Mais Myriam est une capitaliste comme les autres.
Dans les relations qu'elle et Paul tissent avec Louise, derrière cette bienveillance, cette familiarité qui leur font parler de "leur nounou" comme s'il s'agissait d'un objet, nous sentons une forme de violence sociale qui s'inscrit. Une barrière invisible qui fait de Louise un membre de la famille, qu'on exhibe et qu'on flatte comme une bête de foire.
Notre Louise est une perle, tout le monde nous l'envie.
Louise qui s'occupe de tout, qui cuisine pour les invités et que l'on convie parfois à se joindre à eux.

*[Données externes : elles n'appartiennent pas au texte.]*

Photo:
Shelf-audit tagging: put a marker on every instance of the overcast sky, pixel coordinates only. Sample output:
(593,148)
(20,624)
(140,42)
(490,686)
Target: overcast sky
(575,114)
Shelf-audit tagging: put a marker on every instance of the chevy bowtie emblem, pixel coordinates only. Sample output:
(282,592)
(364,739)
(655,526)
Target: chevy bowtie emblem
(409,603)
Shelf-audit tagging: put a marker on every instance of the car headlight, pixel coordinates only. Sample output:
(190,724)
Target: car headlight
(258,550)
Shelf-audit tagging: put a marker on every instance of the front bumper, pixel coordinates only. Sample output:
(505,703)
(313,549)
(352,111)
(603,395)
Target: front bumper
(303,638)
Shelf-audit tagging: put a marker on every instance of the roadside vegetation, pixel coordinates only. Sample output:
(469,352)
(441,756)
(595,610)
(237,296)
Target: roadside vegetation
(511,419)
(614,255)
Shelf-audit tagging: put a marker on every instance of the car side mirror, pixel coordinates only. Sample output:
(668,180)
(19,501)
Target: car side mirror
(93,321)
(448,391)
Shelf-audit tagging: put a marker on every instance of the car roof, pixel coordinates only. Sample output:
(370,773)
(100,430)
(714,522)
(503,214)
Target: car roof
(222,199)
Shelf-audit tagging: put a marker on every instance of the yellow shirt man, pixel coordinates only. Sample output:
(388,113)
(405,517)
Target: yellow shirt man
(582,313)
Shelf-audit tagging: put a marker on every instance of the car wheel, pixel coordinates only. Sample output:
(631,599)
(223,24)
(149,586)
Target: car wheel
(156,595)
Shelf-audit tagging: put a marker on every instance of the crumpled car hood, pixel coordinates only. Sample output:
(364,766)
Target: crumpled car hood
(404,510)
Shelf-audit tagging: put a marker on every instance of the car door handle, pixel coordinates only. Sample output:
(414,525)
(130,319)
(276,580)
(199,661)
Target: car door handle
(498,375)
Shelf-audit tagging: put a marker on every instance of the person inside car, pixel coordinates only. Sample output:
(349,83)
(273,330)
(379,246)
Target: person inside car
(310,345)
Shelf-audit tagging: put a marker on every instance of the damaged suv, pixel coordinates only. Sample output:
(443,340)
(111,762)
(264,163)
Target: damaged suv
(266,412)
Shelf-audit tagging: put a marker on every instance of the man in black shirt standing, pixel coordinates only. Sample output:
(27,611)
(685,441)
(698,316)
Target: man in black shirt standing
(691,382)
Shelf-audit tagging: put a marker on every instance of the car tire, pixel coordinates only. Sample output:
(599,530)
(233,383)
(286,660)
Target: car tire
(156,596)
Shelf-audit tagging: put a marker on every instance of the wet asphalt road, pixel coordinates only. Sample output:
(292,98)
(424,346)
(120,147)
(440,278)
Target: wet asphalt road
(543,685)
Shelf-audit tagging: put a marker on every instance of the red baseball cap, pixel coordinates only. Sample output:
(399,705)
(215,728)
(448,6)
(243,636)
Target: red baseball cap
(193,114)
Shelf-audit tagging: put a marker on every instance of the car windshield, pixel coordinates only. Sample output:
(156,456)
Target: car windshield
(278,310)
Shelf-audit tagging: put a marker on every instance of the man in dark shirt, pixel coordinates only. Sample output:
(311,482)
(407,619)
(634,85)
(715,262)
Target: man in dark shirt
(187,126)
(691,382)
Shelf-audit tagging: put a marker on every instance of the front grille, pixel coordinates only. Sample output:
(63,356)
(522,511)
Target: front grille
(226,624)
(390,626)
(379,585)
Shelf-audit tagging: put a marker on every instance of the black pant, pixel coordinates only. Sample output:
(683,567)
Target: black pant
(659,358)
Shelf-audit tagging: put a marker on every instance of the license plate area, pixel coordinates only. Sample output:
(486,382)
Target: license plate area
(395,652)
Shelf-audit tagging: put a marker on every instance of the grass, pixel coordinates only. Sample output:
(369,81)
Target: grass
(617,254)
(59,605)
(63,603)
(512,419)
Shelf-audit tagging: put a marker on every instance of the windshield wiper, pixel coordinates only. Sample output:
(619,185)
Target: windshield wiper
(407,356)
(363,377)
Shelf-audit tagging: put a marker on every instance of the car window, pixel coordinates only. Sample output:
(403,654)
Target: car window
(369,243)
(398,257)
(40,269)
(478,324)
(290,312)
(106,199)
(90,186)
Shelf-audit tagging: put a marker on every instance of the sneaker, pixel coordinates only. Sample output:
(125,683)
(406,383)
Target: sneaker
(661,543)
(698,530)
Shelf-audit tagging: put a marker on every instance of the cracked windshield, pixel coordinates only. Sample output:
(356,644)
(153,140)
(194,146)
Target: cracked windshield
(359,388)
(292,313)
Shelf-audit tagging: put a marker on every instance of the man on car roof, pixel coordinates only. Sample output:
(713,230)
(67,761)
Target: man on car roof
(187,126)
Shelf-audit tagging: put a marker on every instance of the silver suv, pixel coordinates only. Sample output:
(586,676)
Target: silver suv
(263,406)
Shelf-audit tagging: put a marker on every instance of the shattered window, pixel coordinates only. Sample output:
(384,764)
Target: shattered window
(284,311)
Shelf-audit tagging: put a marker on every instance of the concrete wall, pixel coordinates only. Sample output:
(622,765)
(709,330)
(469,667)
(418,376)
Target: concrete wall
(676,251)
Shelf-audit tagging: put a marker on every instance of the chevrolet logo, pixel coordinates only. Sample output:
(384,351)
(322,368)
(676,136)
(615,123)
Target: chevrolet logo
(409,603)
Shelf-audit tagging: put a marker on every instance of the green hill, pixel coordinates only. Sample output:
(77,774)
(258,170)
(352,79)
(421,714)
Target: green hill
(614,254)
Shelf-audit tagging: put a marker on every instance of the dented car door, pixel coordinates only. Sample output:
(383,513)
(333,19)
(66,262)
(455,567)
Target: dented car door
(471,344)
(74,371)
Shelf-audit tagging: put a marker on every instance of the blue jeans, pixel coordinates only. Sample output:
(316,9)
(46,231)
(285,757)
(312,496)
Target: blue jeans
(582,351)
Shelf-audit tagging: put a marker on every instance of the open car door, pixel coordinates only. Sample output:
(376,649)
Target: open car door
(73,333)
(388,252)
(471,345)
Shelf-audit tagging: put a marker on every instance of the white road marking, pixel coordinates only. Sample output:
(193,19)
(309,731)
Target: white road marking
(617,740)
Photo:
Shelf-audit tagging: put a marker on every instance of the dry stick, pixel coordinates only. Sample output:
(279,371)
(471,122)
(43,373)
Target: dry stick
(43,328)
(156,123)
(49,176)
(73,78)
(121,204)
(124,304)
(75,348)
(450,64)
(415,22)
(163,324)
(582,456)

Louise qui reste parfois la nuit pour permettre aux parents de sortir sans crainte.
Louise qui se dilue lentement au sein de cette famille, remplit les vides. Elle n'existe plus que par sa fonction.
Elle est la nounou.
Et elle récolte le mépris un peu paternaliste de ses patrons.
Une des scènes les plus intrigantes se passe lors de vacances "en famille". Louise ne sait pas nager. Paul se met en tête de lui apprendre et découvre un peu malgré lui que cette femme discrète et austère possède un corps qui peut être désirable. Cela ne dure que quelques phrases, mais elles accentuent un rapport aliénant entre le couple et la nounou. Elle n'est pas une personne. Elle n'est qu'une employée. Un objet asexué et utile.
Cette aliénation rentre en résonance avec la folie latente de Louise.
Cette folie, cause ou conséquence d'une vie marquée par l'humiliation.
Ainsi l'un des derniers chapitres, l'un des rares consacré à la fille de Louise, parfois citée mais grande absente de ce livre.
Louise évoque parfois le Stevens des Vestiges du Jour. Ce majordome impeccable tellement obnubilé par sa mission qu'il en devient aveugle à ce qui se déroule sous ses yeux.
Stevens en nourrira (peut-être) quelques regrets sur le tard.
Pour Louise, ce sera très différent.
Une chanson douce est un très grand livre, qui confirme tout le bien que j'avais pensé de Dans le jardin de l'ogre. Mais un livre violent et dérangeant qui peut choquer, il faut en être conscient.